It's becoming harder and harder these days to find those daring, adventurous destinations, harder to take yourself off the grid, because the world is changing so rapidly. Everyone is travelling. Every country is part of a global community. Everyone is in touch.

Wifi is spreading like a disease. You can access your emails on a plane. You can check your work messages from a beach in Mexico. You think you've gotten away from it all – only to find that "it" has followed you around the globe.

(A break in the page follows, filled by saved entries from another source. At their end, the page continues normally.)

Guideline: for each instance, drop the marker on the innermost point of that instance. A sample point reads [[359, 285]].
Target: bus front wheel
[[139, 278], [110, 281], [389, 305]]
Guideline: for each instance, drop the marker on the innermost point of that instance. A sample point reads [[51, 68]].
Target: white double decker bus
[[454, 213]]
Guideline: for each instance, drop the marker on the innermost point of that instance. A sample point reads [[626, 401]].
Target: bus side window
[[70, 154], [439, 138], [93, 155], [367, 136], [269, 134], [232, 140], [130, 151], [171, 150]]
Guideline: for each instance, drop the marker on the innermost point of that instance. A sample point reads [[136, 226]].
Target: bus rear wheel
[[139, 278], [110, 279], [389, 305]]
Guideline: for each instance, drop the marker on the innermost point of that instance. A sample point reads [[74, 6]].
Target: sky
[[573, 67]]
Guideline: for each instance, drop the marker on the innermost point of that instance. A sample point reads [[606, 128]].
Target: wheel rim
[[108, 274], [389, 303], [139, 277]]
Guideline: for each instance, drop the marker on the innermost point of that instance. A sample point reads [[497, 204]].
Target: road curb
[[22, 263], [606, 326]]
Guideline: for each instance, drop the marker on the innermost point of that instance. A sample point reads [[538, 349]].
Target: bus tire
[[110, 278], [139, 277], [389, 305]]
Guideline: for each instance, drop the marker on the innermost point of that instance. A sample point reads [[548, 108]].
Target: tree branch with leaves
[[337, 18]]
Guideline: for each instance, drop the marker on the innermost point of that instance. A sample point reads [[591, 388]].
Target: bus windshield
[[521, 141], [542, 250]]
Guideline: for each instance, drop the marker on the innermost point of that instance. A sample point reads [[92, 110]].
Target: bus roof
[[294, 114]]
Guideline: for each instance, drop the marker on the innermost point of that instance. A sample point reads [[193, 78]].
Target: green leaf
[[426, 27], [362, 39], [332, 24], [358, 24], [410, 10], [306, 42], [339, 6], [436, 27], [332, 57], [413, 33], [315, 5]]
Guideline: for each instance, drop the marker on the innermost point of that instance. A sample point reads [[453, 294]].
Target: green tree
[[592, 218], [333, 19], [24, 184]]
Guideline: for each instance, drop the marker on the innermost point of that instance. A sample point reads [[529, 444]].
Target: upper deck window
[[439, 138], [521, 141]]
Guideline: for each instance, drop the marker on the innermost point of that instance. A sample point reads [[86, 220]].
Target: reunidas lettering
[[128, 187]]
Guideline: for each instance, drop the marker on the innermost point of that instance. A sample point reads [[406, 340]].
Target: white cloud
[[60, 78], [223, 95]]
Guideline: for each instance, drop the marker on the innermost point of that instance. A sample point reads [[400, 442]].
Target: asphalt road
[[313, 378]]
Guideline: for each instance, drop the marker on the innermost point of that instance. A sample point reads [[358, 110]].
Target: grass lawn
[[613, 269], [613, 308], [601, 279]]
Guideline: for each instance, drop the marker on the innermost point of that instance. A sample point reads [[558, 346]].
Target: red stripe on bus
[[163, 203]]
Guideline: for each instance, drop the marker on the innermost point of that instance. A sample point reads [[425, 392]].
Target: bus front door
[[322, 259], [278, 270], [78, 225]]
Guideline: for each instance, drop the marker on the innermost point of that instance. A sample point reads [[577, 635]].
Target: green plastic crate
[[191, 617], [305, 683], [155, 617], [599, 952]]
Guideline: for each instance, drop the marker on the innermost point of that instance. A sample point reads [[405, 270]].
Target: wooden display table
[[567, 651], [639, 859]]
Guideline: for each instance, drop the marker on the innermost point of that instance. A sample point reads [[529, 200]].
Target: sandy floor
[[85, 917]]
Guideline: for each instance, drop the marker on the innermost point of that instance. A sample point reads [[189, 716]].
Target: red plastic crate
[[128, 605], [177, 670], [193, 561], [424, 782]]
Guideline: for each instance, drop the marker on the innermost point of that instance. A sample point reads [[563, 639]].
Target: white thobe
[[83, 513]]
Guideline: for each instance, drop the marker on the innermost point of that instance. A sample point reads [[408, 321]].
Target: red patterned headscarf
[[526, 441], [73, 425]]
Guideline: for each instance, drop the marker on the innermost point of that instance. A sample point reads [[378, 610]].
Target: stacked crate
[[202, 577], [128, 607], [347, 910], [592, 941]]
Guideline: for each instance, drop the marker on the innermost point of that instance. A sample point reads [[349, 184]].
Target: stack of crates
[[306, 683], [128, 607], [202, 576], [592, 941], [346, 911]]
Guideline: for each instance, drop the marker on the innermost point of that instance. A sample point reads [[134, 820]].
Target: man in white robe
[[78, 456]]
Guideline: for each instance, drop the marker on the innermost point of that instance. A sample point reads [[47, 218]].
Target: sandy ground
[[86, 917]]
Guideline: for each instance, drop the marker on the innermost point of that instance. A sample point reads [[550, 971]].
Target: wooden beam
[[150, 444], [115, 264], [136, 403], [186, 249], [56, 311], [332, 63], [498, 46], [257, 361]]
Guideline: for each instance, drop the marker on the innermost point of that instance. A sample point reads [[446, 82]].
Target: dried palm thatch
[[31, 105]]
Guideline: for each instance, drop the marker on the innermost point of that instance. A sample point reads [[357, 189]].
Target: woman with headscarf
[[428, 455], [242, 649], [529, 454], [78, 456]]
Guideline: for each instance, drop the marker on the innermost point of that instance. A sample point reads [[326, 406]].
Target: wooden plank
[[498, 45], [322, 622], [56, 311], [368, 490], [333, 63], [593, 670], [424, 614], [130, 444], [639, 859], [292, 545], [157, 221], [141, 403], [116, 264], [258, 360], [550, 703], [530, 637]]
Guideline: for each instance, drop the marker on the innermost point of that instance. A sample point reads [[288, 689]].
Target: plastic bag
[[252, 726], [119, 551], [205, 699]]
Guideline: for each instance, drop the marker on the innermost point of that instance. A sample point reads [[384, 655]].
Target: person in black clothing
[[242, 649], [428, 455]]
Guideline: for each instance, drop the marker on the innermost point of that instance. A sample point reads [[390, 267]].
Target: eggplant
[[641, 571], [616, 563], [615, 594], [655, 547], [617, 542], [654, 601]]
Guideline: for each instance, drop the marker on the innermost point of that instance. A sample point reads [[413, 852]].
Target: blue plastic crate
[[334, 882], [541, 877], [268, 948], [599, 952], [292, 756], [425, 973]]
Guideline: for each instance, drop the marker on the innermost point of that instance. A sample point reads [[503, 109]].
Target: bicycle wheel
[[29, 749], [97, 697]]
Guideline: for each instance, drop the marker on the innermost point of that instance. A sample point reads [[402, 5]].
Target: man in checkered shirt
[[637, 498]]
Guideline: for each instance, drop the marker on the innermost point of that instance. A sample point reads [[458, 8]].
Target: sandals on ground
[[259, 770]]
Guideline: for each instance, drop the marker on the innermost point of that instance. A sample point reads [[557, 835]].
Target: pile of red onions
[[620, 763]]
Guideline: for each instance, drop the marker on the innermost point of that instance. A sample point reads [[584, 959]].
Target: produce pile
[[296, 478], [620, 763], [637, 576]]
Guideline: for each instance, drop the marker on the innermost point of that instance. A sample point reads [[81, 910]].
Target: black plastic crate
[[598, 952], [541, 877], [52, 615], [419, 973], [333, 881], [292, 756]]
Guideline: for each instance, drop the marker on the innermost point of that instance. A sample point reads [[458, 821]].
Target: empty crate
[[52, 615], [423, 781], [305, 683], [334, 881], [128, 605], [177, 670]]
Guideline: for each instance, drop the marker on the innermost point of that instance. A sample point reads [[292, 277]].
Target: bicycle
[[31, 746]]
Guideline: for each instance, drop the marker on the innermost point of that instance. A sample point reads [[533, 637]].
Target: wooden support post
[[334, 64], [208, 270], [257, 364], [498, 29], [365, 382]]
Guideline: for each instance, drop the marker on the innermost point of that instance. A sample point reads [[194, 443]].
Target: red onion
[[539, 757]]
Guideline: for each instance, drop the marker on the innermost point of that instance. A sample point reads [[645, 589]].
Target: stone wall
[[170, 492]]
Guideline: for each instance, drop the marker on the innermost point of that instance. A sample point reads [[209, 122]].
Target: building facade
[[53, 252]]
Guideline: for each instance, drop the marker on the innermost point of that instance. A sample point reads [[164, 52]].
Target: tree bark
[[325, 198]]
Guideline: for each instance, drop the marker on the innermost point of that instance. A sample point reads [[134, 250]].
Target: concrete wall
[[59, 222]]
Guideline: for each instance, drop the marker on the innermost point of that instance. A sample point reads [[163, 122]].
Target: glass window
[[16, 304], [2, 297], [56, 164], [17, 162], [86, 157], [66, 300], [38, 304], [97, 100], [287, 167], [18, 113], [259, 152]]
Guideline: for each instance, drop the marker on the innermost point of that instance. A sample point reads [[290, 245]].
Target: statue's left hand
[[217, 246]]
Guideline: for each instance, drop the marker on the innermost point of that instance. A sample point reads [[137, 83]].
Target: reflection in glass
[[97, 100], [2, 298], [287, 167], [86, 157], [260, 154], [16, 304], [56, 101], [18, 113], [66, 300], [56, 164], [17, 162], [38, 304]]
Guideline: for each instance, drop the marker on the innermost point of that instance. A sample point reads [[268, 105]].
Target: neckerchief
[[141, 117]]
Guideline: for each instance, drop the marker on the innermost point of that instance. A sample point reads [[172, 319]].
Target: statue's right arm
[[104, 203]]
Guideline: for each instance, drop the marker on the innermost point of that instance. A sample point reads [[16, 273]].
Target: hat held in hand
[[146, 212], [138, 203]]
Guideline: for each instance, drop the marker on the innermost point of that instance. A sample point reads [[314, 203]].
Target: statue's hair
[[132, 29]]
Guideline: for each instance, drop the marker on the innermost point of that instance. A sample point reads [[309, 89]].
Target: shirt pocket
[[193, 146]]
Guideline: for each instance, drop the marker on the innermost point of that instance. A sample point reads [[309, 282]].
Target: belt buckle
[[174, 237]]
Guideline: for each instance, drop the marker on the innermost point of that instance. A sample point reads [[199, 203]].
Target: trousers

And there are tourists everywhere.

You might have noticed recently that it's getting far more difficult to get away from the people you've been trying to get away from. You'll bump into a group of Australians at a hotel in Tashkent. You'll have to step through busloads of cruise ship passengers in Yangon. Hostels in Nicaragua are reviewed on Tripadvisor. The world, clearly, has become a much smaller place.

Gone are the days when the Czech Republic was an adventure into the unknown. You're not going to "lose yourself" in Cambodia anymore. You're going to find most of your high school mates.

But that doesn't mean people have stopped trying to push the envelope. Everyone's still trying to go that little bit further away than their friends (or parents) have already been. That's why there's renewed interest in travel to places such as Iran, or the 'Stans, or Central America, or even West Africa.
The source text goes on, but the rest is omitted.